But, as immense as her burgeoning talent was, Gibson was no natural messiah. She would need to be spirited.
Alice Marble was one such spiriter, and she had the courage to stand up for what was right. In 1950, after several years of watching the USLTA deny Althea Gibson the opportunity to play in the U.S. National Championships (and all other USLTA tournaments) based on her race, Marble penned a vehement editorial that was published in the American Lawn Tennis Magazine in July, 1950.
In it, Marble stated that if Gibson was denied the right to compete in the U.S. National Championships "then there is an ineradicable mark against a game to which I have devoted most of my life, and I would be bitterly ashamed."
By the end of the summer, the 23-year-old Gibson would become the first African-American player, man or woman, to compete in a Grand Slam tournament.

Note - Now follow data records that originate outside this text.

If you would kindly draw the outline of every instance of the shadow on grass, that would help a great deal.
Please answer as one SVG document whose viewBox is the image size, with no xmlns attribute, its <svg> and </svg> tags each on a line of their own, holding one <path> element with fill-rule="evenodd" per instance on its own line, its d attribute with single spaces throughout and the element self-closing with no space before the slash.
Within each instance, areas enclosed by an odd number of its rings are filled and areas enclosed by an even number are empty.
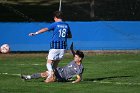
<svg viewBox="0 0 140 93">
<path fill-rule="evenodd" d="M 109 80 L 109 79 L 116 79 L 116 78 L 128 78 L 132 76 L 111 76 L 111 77 L 103 77 L 103 78 L 85 78 L 84 81 L 102 81 L 102 80 Z"/>
</svg>

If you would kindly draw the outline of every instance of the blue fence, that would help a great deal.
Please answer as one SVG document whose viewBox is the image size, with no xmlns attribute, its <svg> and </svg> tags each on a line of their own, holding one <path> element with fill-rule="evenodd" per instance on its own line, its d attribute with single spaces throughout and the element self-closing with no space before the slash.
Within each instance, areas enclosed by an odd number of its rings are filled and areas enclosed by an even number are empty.
<svg viewBox="0 0 140 93">
<path fill-rule="evenodd" d="M 139 21 L 67 22 L 70 25 L 74 48 L 80 50 L 140 49 Z M 11 51 L 46 51 L 52 32 L 29 37 L 50 23 L 0 23 L 0 45 L 7 43 Z"/>
</svg>

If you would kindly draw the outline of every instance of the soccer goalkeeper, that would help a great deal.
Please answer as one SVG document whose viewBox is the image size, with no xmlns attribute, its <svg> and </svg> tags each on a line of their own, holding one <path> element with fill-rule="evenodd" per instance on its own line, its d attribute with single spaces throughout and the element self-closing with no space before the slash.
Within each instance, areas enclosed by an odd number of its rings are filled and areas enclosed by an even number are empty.
<svg viewBox="0 0 140 93">
<path fill-rule="evenodd" d="M 64 67 L 57 67 L 54 71 L 54 78 L 52 82 L 55 81 L 69 81 L 71 78 L 76 76 L 76 80 L 72 81 L 72 83 L 80 82 L 82 79 L 82 74 L 84 67 L 82 65 L 82 60 L 84 58 L 84 53 L 82 51 L 77 50 L 76 53 L 72 51 L 74 55 L 74 60 L 71 61 L 68 65 Z M 25 80 L 30 79 L 38 79 L 38 78 L 47 78 L 49 75 L 48 71 L 42 73 L 35 73 L 32 75 L 22 75 L 22 78 Z M 45 80 L 46 83 L 48 83 Z"/>
</svg>

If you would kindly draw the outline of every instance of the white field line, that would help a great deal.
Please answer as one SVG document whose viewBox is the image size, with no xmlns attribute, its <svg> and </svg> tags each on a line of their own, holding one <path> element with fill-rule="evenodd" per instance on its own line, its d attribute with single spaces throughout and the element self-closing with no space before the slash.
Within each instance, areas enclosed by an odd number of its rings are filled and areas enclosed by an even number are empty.
<svg viewBox="0 0 140 93">
<path fill-rule="evenodd" d="M 34 66 L 40 66 L 40 65 L 44 65 L 44 64 L 2 64 L 2 65 L 19 65 L 19 66 L 34 65 Z"/>
<path fill-rule="evenodd" d="M 111 82 L 111 81 L 93 81 L 94 83 L 101 84 L 115 84 L 115 85 L 140 85 L 140 83 L 130 83 L 130 82 Z"/>
<path fill-rule="evenodd" d="M 0 75 L 20 76 L 21 74 L 0 73 Z M 130 83 L 130 82 L 111 82 L 111 81 L 93 81 L 93 82 L 100 83 L 100 84 L 114 84 L 114 85 L 140 85 L 140 83 Z"/>
</svg>

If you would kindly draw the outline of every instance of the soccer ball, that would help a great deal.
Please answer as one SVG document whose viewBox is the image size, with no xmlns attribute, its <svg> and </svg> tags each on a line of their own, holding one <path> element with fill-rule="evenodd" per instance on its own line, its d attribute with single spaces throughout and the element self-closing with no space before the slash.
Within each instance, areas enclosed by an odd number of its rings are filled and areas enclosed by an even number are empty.
<svg viewBox="0 0 140 93">
<path fill-rule="evenodd" d="M 1 53 L 8 53 L 8 52 L 10 52 L 10 46 L 8 44 L 3 44 L 0 47 L 0 51 L 1 51 Z"/>
</svg>

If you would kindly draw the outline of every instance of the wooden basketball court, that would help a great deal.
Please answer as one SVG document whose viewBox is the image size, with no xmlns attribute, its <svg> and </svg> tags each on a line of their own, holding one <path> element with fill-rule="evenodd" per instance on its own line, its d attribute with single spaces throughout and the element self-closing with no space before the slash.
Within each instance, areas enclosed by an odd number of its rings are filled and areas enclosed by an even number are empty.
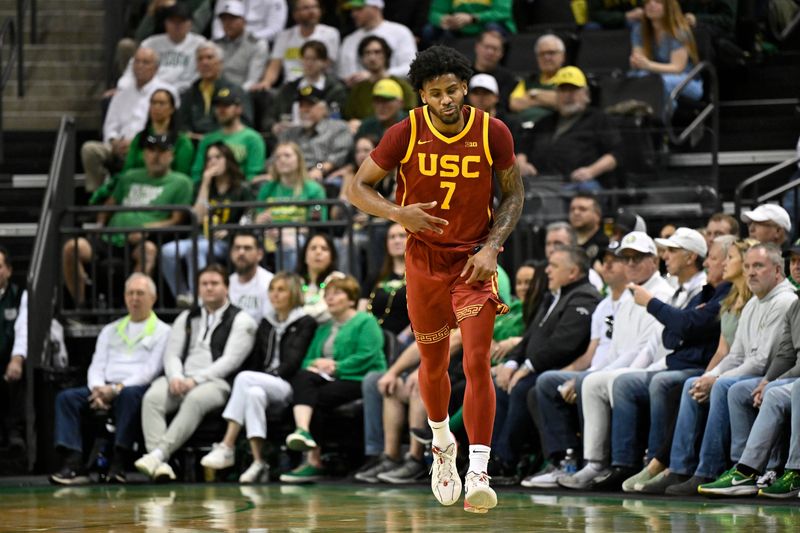
<svg viewBox="0 0 800 533">
<path fill-rule="evenodd" d="M 486 515 L 426 487 L 229 484 L 0 488 L 0 531 L 707 532 L 797 531 L 800 500 L 678 501 L 501 490 Z"/>
</svg>

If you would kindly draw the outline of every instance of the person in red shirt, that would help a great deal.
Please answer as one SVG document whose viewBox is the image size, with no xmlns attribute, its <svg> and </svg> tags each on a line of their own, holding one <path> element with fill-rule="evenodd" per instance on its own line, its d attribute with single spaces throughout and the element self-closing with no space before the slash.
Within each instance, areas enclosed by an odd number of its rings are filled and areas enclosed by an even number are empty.
<svg viewBox="0 0 800 533">
<path fill-rule="evenodd" d="M 471 74 L 467 59 L 452 48 L 419 52 L 409 79 L 425 105 L 386 131 L 346 194 L 362 211 L 409 233 L 408 314 L 421 354 L 420 393 L 433 430 L 431 488 L 443 505 L 458 501 L 462 488 L 447 416 L 449 336 L 461 329 L 470 441 L 464 510 L 485 513 L 497 505 L 486 475 L 495 413 L 489 348 L 494 317 L 508 310 L 497 295 L 497 254 L 519 219 L 524 191 L 508 128 L 464 105 Z M 374 189 L 394 168 L 396 203 Z M 496 210 L 493 179 L 502 193 Z"/>
</svg>

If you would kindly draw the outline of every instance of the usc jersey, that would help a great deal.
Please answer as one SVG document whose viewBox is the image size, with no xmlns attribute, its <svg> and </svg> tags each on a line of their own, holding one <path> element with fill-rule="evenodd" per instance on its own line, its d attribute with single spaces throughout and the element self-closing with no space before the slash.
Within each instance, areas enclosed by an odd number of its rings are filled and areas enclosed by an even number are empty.
<svg viewBox="0 0 800 533">
<path fill-rule="evenodd" d="M 471 250 L 492 225 L 492 169 L 514 164 L 514 139 L 505 124 L 471 106 L 462 107 L 464 129 L 447 137 L 431 122 L 428 106 L 384 134 L 371 157 L 384 170 L 398 167 L 399 205 L 436 201 L 427 212 L 448 221 L 441 235 L 412 234 L 434 249 Z"/>
</svg>

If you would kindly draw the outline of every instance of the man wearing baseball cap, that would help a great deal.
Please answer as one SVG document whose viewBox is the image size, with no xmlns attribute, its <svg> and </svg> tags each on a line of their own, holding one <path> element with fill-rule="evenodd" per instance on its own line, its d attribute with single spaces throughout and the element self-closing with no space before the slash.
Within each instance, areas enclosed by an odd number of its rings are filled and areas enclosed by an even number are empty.
<svg viewBox="0 0 800 533">
<path fill-rule="evenodd" d="M 751 239 L 786 246 L 792 231 L 789 213 L 776 204 L 762 204 L 752 211 L 742 213 L 742 222 L 747 224 Z"/>
<path fill-rule="evenodd" d="M 621 139 L 605 114 L 589 107 L 586 76 L 563 67 L 550 79 L 556 86 L 556 113 L 532 132 L 528 160 L 539 175 L 561 177 L 568 190 L 598 190 L 601 177 L 617 168 Z"/>
<path fill-rule="evenodd" d="M 625 235 L 616 255 L 625 263 L 629 282 L 644 287 L 660 300 L 670 299 L 675 291 L 659 275 L 656 244 L 646 233 L 632 231 Z M 609 362 L 603 370 L 586 376 L 581 385 L 583 457 L 586 466 L 573 475 L 559 478 L 558 484 L 562 487 L 584 490 L 607 481 L 614 474 L 609 467 L 608 454 L 614 381 L 635 368 L 634 362 L 645 352 L 651 339 L 657 339 L 658 351 L 663 351 L 662 329 L 663 326 L 632 298 L 620 304 L 614 317 L 611 348 L 607 356 Z M 644 361 L 639 368 L 646 367 L 650 362 Z"/>
</svg>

Gibson had come a long way from her early days in Harlem, where she first took up tennis, to her formative years in the south where she honed her game (and finished her education) under the tutelage of Dr. Hubert Eaton and Dr. Robert Walter Johnson. In addition to learning the finer points of tennis, education, and etiquette, Gibson had to endure learning the finer points of living in the segregated south where degradation was more commonplace than goodwill.
It's easy to get bogged down in the facts -- where Gibson played, who taught her, what titles she won, and when she won her first Grand Slam -- and lose sight of the ethereal eloquence of Gibson's journey. But the true magic in her game, like the true blessings of freedom, should never be forgotten.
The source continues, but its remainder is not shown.